Scission
— On s'en va, lâcha Ren sombrement à peine arrivé dans nos appartements. Prépare tes affaires : je veux qu'on parte tout de suite. Je vais prévenir Mana : il est hors de question que je les laisse toutes seules ici, elle et les filles !
Je le regardai, horrifiée.
— On ne peut pas faire ça, Ren ! On est bien ici. C'est la première fois qu'on peut se poser depuis des années ! Et il y a beaucoup à apprendre et à découvrir, ici, pour toi comme pour moi.
Ren me jeta un regard froid.
— Rien que la déception et la trahison, si tu veux mon avis. Et j'apprécierais assez que tu le suives, pour une fois. Crois-en ma longue expérience. Je connais ces gens : ils sont vicieux et sournois !

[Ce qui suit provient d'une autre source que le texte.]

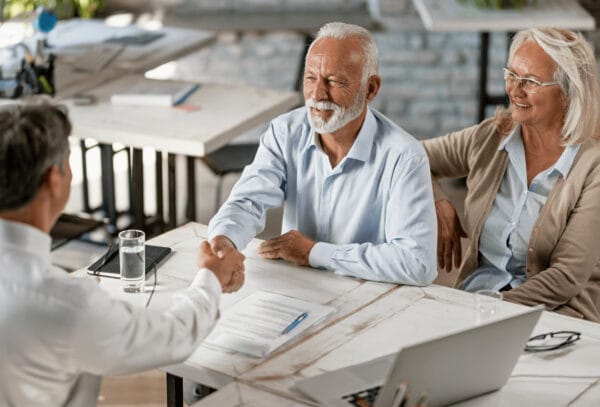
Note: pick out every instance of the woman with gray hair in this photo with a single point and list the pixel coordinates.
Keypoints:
(533, 180)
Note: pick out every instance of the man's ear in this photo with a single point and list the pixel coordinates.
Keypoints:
(52, 180)
(373, 85)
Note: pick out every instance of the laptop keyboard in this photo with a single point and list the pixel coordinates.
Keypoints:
(364, 395)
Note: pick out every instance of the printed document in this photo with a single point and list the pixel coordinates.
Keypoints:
(256, 324)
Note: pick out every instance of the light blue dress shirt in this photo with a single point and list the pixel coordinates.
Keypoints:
(505, 235)
(372, 215)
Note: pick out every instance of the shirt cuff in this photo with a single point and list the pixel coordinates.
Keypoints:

— Non ! Ils sont bons et aimables. Regarde comme ils nous reçoivent bien ! protestai-je en nous montrant la magnifique chambre qu'on nous avait allouée, et surtout cette vue enchanteresse et mystérieuse sur un monde qui, enfin, n'était pas l'espace, vide et noir.
Mais Ren restait aveugle à tout cela. Pour lui, de toute façon, il n'y avait que son vaisseau qui comptait, le meilleur endroit de l'univers, avec la meilleure comparse de l'univers, sa meilleure amie de toujours : la wyrm Elbereth.

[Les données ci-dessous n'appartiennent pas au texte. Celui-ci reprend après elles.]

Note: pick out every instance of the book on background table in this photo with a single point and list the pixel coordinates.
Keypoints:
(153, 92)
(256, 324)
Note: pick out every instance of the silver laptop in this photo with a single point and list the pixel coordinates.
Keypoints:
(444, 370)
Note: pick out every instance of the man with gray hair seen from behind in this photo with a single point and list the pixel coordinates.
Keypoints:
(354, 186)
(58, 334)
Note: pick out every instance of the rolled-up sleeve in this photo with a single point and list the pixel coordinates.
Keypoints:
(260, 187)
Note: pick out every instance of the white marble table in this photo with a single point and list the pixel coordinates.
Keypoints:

— Ils nous mentent ! grogna-t-il en réponse à mes récriminations. Je sais de quoi je parle, il s'agit de mon peuple.
— Tu n'as aucune expérience de ton peuple : en dehors des situations de guerre et de l'arène du barsaman où tu les massacrais, tu ne les connais pas, toi qui a passé ta vie dans l'espace ou sur Æriban !
Ren se retourna pour me faire face, furieux.
— Quoi ? C'est donc ce que tu penses ? s'écria-t-il, les yeux incandescents.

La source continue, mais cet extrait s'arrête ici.